4. Verify your revenue streams
This one may seem like a given, but determine your current revenue streams. There are the obvious ones, like gym memberships and personal training. But also consider ways to generate revenue that go above and beyond the basics. Could you sell towels and water bottles? Other items at a pro shop? Add coffee or snacks to the juice bar? Understand that you might be forgetting some key revenue additions. Think of the possibilities and easily add options to make your business more profitable.
5. Look to your competition
Often in an effort to stay focused, business owners will ignore the competition. While staying focused is absolutely a good thing, ignoring the competition in your industry is a bad thing. Your competition is quite possibly doing something better than your club. Don’t take it personally. Instead, look to your competition to see how they are establishing growth in new, creative ways to magnify your own growth strategy. Learn from your competition to increase your own growth potential.

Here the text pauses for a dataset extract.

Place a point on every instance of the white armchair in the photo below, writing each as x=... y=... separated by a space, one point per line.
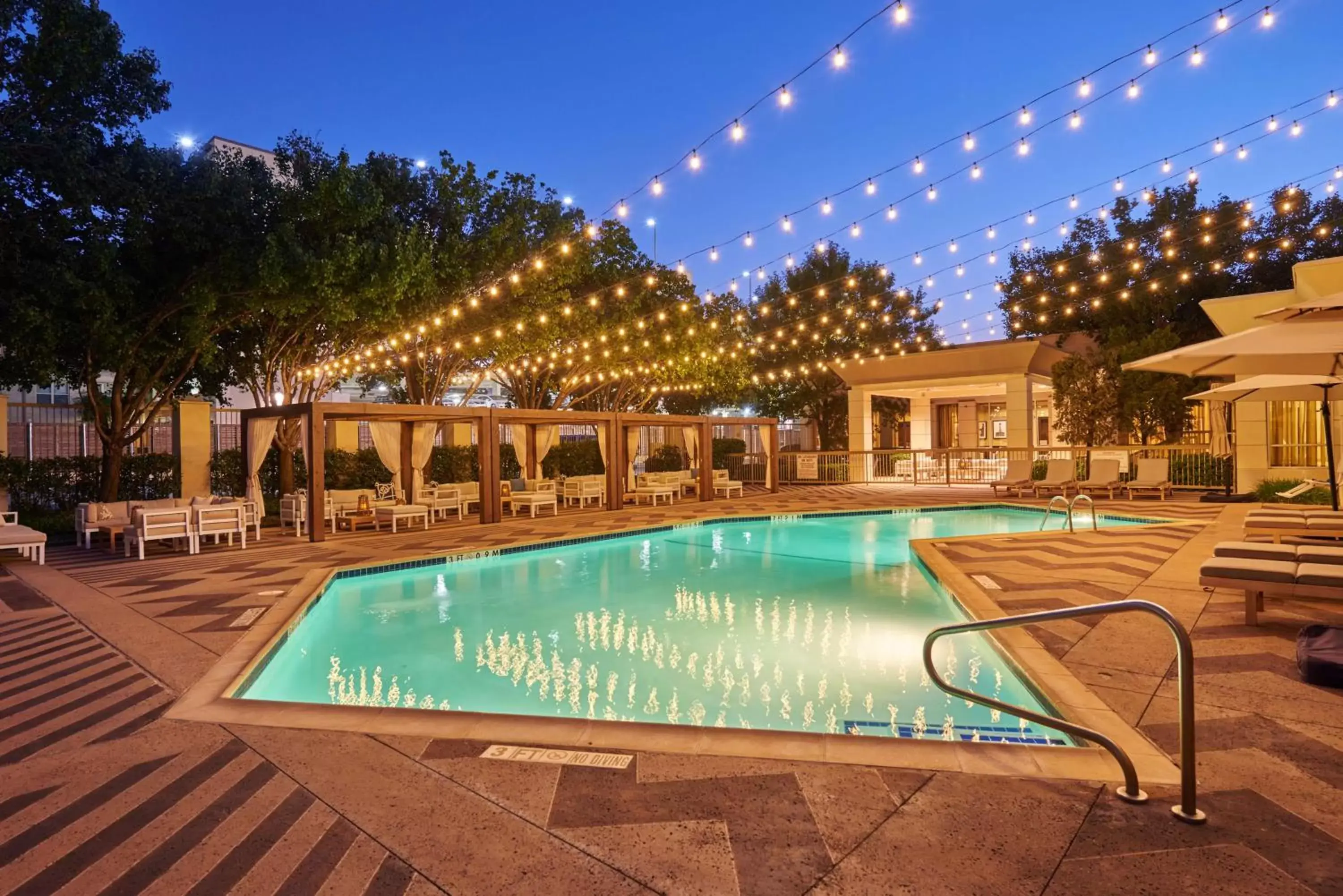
x=158 y=526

6. Focus on your strengths
While it can seem practical to try to improve weakness, the truth is, sometimes it’s actually more profitable to focus on the things you do best. Looking at your strengths can help you understand and refocus the playing field to reestablish growth strategies, while building upon them to grow your business.
7. Invest in talent
This goes without saying. If over the past year you’ve noticed a dip in the performance of your trainers or staff members, you may want to reevaluate your staff. Your employees have direct contact with your customers, so it’s important to hire talented people who are just as motivated and inspired by your company’s value proposition as you are. Go ahead and be cheap with your marketing budgets and toilet paper, but pay your employees well.
Above all, understand that developing a growth strategy isn’t a one-size-fits-all process. Simply put, you need to adapt your business plan to smooth out inefficiencies, and refine your club’s strengths to better suit your members. Your club’s data – as defined above – should lend itself to all your strategic decisions. Using this data will allow you to create a personalized growth plan. By doing so you’ll better understand your business as a whole as well as your individual customers. When you adapt your growth strategy, you’ll keep your members happy, which will help member retention and new growth.